Le choix du régalien plutôt que de la coproduction sociale de la sécurité sanitaire
De multiples arguments fallacieux fourmillent sur les réseaux sociaux pour dénoncer l’extension de l’obligation : risque de choc immunitaire pour les bébés, excès de piqures, cadeau à l’industrie, coûts pour la collectivité… Plus de 70% des enfants sont déjà vaccinés contre les 11 maladies concernées sans que cela leur pose de problèmes, le surcoût d’environ 30 millions d’euros est très coût efficace et coût utile, les gains pour des laboratoires internationaux sont infimes en regard d’un marché mondial des vaccins de plus de 35 milliards d’euros et qui va doubler d’ici à 2025. Le problème est ailleurs.
L’extension de l’obligation va probablement faire remonter la couverture vaccinale vers le seuil cible des 95% lorsque ce n’est pas déjà le cas. Si la conscience collective en santé publique ne progresse pas et la place de la santé publique n’est pas renforcée, la victoire sera de courte durée. L’obligation généralisée préfigure que tous les autres moyens d’action en matière d’éducation et d’incitation ont été épuisés, ce qui est loin d’être le cas. Plutôt que d’agir en dynamisant l’éducation à la santé, en sensibilisant les citoyens sur la gestion de leur capital santé, en convainquant sur les enjeux collectifs et individuels, le gouvernement cède à la facilité de la coercition.

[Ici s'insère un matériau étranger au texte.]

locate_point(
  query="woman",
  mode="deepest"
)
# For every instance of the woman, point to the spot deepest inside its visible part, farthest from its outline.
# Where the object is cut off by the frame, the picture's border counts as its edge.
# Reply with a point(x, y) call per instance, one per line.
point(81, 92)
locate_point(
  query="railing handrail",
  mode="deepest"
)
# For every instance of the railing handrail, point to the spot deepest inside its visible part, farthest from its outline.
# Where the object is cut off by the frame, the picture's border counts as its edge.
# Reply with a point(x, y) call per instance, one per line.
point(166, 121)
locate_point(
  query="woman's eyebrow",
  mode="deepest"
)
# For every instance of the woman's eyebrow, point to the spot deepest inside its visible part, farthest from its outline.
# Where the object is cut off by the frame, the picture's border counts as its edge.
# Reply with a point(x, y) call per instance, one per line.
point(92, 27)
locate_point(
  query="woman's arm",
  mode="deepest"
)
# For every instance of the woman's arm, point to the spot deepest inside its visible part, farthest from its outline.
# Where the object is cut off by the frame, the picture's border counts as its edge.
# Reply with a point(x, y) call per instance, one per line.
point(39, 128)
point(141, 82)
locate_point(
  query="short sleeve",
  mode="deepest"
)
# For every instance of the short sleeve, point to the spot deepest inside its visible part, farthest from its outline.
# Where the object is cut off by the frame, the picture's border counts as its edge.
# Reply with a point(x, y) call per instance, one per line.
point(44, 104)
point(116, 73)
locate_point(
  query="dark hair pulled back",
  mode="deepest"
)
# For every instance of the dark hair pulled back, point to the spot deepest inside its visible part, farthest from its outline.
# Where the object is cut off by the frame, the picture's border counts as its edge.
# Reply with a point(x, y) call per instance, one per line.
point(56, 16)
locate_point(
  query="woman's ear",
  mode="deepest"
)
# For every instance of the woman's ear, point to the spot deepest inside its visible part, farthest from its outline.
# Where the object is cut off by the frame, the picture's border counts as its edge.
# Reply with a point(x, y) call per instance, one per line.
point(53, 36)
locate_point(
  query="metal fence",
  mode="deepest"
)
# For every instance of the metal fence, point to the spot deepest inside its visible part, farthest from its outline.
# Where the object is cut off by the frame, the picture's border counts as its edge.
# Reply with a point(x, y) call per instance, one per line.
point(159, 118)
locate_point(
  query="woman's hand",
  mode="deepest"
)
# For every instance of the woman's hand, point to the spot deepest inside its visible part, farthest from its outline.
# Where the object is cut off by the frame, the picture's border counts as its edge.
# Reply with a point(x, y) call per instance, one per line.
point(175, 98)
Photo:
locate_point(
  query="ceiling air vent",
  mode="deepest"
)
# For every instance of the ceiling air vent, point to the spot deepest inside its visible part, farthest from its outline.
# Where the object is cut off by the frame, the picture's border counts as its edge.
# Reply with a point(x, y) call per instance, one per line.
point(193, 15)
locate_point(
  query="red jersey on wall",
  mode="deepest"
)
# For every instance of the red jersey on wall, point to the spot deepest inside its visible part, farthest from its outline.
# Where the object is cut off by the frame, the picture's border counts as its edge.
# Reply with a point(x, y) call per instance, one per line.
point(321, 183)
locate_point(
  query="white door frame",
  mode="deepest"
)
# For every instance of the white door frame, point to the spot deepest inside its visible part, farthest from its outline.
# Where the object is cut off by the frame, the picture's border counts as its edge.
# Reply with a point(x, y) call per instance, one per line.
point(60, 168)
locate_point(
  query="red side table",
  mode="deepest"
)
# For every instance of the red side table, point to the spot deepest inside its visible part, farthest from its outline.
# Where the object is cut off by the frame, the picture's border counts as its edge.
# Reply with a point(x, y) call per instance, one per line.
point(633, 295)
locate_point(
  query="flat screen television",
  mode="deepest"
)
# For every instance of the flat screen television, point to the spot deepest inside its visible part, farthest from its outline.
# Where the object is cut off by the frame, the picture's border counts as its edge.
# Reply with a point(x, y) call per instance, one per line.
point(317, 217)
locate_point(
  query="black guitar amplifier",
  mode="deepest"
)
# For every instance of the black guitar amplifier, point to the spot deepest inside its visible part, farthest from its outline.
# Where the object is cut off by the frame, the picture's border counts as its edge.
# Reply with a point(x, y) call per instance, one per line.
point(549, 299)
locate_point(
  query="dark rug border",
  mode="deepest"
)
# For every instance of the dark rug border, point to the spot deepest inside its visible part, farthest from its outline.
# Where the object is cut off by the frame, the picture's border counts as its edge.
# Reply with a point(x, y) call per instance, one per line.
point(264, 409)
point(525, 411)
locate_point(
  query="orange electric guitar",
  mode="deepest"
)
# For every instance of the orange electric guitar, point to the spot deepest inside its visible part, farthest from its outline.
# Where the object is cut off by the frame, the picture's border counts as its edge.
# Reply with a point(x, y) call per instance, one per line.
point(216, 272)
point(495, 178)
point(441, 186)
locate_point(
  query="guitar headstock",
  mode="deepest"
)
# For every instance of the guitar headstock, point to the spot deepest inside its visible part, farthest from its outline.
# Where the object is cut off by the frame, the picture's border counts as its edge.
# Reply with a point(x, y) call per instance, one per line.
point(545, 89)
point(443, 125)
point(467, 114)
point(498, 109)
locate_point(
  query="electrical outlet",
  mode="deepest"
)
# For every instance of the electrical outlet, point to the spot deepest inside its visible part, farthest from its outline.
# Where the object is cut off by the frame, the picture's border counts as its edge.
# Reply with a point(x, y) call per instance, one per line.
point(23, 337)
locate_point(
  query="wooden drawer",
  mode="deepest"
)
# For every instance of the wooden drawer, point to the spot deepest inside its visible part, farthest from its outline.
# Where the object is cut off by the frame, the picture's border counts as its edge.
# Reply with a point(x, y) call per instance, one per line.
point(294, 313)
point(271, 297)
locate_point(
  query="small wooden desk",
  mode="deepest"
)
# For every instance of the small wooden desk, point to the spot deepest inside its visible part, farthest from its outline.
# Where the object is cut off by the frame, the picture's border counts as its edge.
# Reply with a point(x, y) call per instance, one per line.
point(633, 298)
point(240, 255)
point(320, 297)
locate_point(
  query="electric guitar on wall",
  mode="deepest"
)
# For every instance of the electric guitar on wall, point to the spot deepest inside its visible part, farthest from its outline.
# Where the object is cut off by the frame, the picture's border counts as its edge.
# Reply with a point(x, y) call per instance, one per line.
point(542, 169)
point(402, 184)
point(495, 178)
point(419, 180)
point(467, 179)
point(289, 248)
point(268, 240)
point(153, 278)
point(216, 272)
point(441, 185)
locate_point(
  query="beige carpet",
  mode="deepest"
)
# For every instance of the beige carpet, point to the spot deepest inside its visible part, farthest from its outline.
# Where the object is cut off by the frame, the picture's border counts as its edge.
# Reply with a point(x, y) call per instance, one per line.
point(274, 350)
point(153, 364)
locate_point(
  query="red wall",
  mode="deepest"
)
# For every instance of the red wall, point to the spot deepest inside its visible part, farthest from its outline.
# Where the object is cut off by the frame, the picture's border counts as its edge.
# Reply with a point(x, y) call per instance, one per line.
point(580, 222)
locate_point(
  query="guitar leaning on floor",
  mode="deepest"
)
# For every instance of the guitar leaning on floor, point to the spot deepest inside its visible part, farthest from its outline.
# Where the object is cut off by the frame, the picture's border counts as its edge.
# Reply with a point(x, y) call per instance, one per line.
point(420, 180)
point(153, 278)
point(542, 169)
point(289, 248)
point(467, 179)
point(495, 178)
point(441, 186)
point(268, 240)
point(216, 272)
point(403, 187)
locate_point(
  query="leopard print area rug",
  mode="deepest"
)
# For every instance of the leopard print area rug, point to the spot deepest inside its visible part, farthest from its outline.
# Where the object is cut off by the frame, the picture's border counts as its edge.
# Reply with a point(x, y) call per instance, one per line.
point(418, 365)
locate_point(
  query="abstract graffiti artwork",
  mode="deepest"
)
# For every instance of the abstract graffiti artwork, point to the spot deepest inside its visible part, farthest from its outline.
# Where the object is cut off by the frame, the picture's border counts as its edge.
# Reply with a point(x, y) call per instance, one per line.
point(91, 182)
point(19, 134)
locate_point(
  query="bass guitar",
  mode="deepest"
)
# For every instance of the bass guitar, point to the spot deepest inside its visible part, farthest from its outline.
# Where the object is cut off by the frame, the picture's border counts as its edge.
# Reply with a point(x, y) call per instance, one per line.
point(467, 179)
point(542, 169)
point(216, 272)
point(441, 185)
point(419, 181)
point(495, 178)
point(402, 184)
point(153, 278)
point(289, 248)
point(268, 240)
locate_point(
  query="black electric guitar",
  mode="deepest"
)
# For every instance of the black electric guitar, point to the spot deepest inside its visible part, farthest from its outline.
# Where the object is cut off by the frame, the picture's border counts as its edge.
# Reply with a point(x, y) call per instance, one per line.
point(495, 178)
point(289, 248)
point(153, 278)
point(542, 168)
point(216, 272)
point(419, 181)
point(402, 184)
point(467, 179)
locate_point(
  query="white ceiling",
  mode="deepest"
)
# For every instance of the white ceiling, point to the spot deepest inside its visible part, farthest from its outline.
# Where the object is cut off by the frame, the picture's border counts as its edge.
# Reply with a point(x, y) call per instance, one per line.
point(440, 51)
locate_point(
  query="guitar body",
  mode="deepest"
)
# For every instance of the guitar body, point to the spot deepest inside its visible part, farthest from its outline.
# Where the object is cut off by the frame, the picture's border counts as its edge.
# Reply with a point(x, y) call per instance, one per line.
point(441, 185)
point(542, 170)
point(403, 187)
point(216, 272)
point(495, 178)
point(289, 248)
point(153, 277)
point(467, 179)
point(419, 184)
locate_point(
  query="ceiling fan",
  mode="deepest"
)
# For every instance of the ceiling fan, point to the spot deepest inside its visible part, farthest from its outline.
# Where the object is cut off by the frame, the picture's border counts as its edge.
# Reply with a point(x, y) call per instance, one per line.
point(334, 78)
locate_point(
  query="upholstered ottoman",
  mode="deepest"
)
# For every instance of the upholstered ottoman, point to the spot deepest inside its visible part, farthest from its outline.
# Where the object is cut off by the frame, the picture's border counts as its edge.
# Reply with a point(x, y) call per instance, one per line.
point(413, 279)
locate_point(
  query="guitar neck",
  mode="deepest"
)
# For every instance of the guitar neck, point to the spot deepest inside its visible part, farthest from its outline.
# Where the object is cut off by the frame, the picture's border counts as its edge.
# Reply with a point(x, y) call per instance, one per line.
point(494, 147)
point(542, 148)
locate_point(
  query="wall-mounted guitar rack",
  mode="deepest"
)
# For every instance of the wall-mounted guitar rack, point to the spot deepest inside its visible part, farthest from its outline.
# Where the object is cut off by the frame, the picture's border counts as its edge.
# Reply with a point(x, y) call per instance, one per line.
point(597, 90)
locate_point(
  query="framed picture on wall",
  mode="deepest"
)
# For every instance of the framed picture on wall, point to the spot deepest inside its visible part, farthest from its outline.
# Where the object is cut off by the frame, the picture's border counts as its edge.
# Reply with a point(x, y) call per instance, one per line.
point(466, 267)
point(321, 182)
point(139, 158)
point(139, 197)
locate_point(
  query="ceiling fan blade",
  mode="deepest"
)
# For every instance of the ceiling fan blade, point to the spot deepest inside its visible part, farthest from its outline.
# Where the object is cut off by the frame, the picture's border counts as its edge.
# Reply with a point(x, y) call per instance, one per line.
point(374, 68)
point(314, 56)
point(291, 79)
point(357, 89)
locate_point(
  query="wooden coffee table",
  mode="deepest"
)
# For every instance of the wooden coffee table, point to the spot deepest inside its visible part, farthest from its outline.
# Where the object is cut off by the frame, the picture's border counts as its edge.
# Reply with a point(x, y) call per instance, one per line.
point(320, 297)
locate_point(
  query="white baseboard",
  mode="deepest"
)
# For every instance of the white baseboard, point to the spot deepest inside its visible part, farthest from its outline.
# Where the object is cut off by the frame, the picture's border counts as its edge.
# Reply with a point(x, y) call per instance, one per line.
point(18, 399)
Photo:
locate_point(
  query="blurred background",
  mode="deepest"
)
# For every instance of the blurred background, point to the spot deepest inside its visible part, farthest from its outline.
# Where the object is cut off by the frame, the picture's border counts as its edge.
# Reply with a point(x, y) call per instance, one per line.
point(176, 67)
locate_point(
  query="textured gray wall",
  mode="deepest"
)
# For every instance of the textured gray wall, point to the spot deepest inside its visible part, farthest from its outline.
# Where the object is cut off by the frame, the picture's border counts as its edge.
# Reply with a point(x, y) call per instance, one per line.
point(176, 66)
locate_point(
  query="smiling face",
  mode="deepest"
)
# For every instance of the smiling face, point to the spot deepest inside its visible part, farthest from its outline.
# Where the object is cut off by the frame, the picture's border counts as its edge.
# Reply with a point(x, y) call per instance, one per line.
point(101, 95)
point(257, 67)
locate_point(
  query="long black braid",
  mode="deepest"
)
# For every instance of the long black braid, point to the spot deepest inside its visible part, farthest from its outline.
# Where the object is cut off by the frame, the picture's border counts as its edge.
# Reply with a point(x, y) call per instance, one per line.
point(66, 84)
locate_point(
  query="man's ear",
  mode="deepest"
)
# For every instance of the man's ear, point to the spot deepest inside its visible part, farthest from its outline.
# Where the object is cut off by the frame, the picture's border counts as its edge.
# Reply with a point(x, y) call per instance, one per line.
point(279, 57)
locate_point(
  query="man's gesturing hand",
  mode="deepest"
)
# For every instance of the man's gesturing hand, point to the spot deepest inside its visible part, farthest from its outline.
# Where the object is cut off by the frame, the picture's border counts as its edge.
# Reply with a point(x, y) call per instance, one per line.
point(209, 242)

Ce choix néglige une fois de plus (après la grippe H1N1 notamment) le rôle pivot des professionnels de santé en santé publique. Ce ne sont pas les agences régionales de santé qui doivent incarner et porter la santé publique mais les professionnels de santé. Une solution bien meilleure serait de rendre obligatoire une consultation médicale dédiée à la vaccination avant l’inscription de son enfant à l’école (sous peine d’une amende), comme c’est le cas en Allemagne entre autres. Pas d’obligation de vacciner son enfant mais une démarche pédagogique de conviction menée par le médecin.
Le débat ne se limite pas au choix cornélien entre sécurité (sanitaire) et liberté (thérapeutique). Certes, la liberté thérapeutique de chacun s’arrête là où la menace sur la sécurité sanitaire d’autrui commence. Mais l’idée, fortement ancrée depuis Le Léviathan de Thomas Hobbes, que la sécurité est avant tout l’affaire de l’État est à repenser. Dans le nouveau monde, la sécurité doit faire l’objet d’une coproduction sociale impliquant tous les acteurs concernés de la société civile, une fonction commune et partagée. La sécurité sanitaire n’est pas plus l’exclusivité du Ministère de la Santé que la sécurité publique celle du Ministère de l’Intérieur
Nous avons un capital santé, que chaque individu à un devoir de faire fructifier, ce qui inscrit le besoin de sécurité dans les corps. La sécurité est un besoin fondamental au point qu’elle justifierait toute décision politique, les responsables n’ont plus qu’à s’en prévaloir pour agir. Sa fonction de légitimation des politiques publiques en santé comme ailleurs est une réduction du débat démocratique au nom de cet impératif de sécurité plutôt préoccupante et socialement régressive.
L’extension de l’obligation vaccinale par un État gestionnaire du court terme est justifiée pour des raisons techniques principalement et signe un échec de notre santé publique. Elle ne rétablira pas la confiance dans les vaccins et ne renforcera pas le fonctionnement de notre santé publique.